Tina Turner

Sometimes it seems that what is being celebrated about Tina Turner is her sixtysomething age rather than her music

Sometimes it seems that what is being celebrated about Tina Turner is her sixtysomething age rather than her music. Or the fact that she has survived an abusive marriage and looks so good, for a granny. And one must ask would the same reductive criteria be applied to the likes of Turner's support acts at the RDS on Tuesday night. Namely, John Fogarty and Lionel Richie. Hardly. Either way, Fogarty delivered all the songs Creedence Clearwater fans craved: Bad Moon Rising, Up Around the Bend, Down on the Corner. Following that fiery, funky start, Richie seemed a little like syrup set to music, crooning tunes like a latter day Andy Williams, yet minus the necessary charm. A "smoothie" without substance.

As for Tina, whatever her age, she was sure brave to perform, at one point, against a collage of video clips of her younger self. Strutting and pumping her way across the stage, she had more energy and panache than her backup singers (who were all nearer 20).

Sadly, Tina Turner's contemporary take on classics such as River Deep, Mountain High revealed that these days she has more energy and poise than soul.
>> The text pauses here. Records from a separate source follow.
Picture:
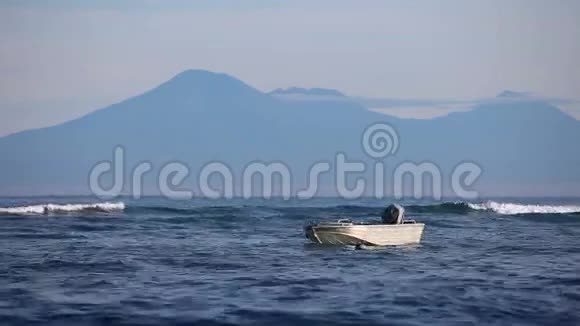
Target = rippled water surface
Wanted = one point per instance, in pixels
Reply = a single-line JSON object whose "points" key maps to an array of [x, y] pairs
{"points": [[156, 261]]}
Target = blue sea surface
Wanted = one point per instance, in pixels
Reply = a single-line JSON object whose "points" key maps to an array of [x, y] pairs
{"points": [[155, 261]]}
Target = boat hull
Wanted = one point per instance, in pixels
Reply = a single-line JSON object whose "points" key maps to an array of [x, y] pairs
{"points": [[370, 235]]}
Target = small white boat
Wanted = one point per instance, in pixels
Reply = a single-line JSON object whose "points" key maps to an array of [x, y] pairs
{"points": [[393, 229]]}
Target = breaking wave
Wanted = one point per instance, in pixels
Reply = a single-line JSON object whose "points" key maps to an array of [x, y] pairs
{"points": [[516, 209], [496, 207], [62, 208]]}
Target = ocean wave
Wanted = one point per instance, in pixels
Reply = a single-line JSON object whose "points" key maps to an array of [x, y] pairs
{"points": [[62, 208], [517, 209]]}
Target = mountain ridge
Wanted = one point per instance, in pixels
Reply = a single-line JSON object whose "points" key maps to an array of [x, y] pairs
{"points": [[199, 116]]}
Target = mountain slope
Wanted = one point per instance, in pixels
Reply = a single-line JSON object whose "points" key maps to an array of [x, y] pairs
{"points": [[199, 116]]}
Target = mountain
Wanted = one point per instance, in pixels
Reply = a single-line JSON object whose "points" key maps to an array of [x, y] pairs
{"points": [[524, 147], [307, 92]]}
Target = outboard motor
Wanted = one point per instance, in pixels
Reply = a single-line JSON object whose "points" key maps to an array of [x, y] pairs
{"points": [[393, 214]]}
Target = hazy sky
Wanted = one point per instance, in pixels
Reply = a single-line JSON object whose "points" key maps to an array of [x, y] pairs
{"points": [[63, 59]]}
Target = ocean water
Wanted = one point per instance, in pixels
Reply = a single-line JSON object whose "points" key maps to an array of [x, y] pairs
{"points": [[81, 261]]}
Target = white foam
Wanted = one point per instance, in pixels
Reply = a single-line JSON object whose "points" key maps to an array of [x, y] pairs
{"points": [[67, 208], [514, 209]]}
Long gone, too, is the craving that once made her interpretation of John Fogarty's Proud Mary so compelling. And so shamelessly sexual.

Even so, when the sell-out crowd sang, en masse, We don't need another Hero, it was obvious that they meant exactly the opposite of what they were saying. A group of five Gardai, standing near the press enclosure, stood mesmerised. It was the same when Tina slid into the crowd pleasers like Try a Little Tenderness, I heard it through the Grapevine and inevitably perhaps, Simply the Best. She's not, in any sense, but no doubt many of the 40,000-plus people singing along with that song, would disagree. Viewed objectively, this Tina Turner gig was strangely cold and unmoving - all exhibition and no emotion.